Wednesday, January 07, 2026

Troldhaugen - Edvard Grieg's Home...


 

 
 
 
 
 
 
 
 
 
 
 
 
 
 
 
 
 
 
 
 
 
 
 
 
 
 
 
 
 
 
 
 
 
 
 
 
 
  
Edvard Grieg has been one of my favorite
composers since high school & Troldhaugen is the intriguing name of his home, meaning 
"Troll Hill" 
 
We managed to avoid any trolls on our hour's bus tour out of Bergen to visit that home... discovering a lovely Nordic wood home, favoring the Victorian age in which it was built.  It is being refurbished, so unfortunately we were not able to view its interior.
 
 
Romantic trellising at the side door at first suggested to me there might once have been a porte-cochier entrance... but the old photos show the family & guests enjoying the sun there instead. This was a summer home, no doubt, to one who worked winters in concert halls.
 
 
 

I'm trusting that other visitors in later times might be able to see its simple grace better restored...
 
But, his studio is indeed well painted, red! 
 
  
... the most interesting part of the home was his studio, to which one walks down a fair slope, some parts of which offered split-rail hand holds.
  
 The disappointing part was that its windows hadn't been cleaned in far too long, rendering a dreary light on his piano & the view through that light out the further window from which he took inspiration. 
 
 
 
 
 

 
I trust the house renovation will soon continue down the slope!

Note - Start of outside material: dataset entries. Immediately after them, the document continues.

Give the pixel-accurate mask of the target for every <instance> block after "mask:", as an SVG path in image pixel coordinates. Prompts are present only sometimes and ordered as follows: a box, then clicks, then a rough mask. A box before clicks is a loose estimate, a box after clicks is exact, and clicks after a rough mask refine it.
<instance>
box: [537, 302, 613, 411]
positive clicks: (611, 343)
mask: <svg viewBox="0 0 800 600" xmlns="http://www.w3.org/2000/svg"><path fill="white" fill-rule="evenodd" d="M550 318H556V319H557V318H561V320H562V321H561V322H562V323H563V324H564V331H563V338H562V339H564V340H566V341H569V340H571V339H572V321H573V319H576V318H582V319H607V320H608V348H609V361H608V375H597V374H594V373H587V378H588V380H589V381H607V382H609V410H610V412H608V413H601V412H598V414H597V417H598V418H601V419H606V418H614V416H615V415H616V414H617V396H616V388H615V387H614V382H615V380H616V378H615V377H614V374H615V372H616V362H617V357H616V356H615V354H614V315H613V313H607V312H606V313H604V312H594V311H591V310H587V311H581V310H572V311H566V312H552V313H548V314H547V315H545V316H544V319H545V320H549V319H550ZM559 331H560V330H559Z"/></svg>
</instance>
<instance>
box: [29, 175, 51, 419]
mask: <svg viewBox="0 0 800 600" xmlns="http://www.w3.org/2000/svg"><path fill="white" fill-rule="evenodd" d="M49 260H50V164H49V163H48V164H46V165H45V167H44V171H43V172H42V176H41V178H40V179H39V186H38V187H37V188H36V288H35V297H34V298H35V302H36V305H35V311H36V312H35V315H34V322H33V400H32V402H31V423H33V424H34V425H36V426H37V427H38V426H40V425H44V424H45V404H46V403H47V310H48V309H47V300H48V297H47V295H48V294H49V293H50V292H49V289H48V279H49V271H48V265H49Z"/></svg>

If only a window washer!
 
The far more more polished piece of the tour's program was a concert in the truly effective Troldsale... the concert venue built into the hill along which we'd walked down to the studio where the music we were going to hear was composed. The stage was backed by a wall of glass open to the view. A grand piano waited. The pianist  appeared from the steps below to play. The Peer Gynt Suite at home in the Hall of the Mountain King!  
 
 



 
 
 

We lingered, admiring the venue's ambience before emerging from such a brilliantly spacial underground experience, into a yet more brilliantly sunny day. Ordering lattes at the cafe we sat to enjoy the sun, while realizing that the performer had done the same, so we chatted, to learn that he too was only there for the  first time that day, so he accepted our invitation to join while we explored to find the vault where the couple rested... another small walk along the rocky shoreline of the lake, finding the simple slab closing, with little marking its reason for sheltering so much significance so insignificantly in that cliff... a profound closure to the day. 
This drawing of Madame Grieg, which I found in the museum, is so happily impish that I want to suppose she was a ready anodyne to any negative troll energy in their life!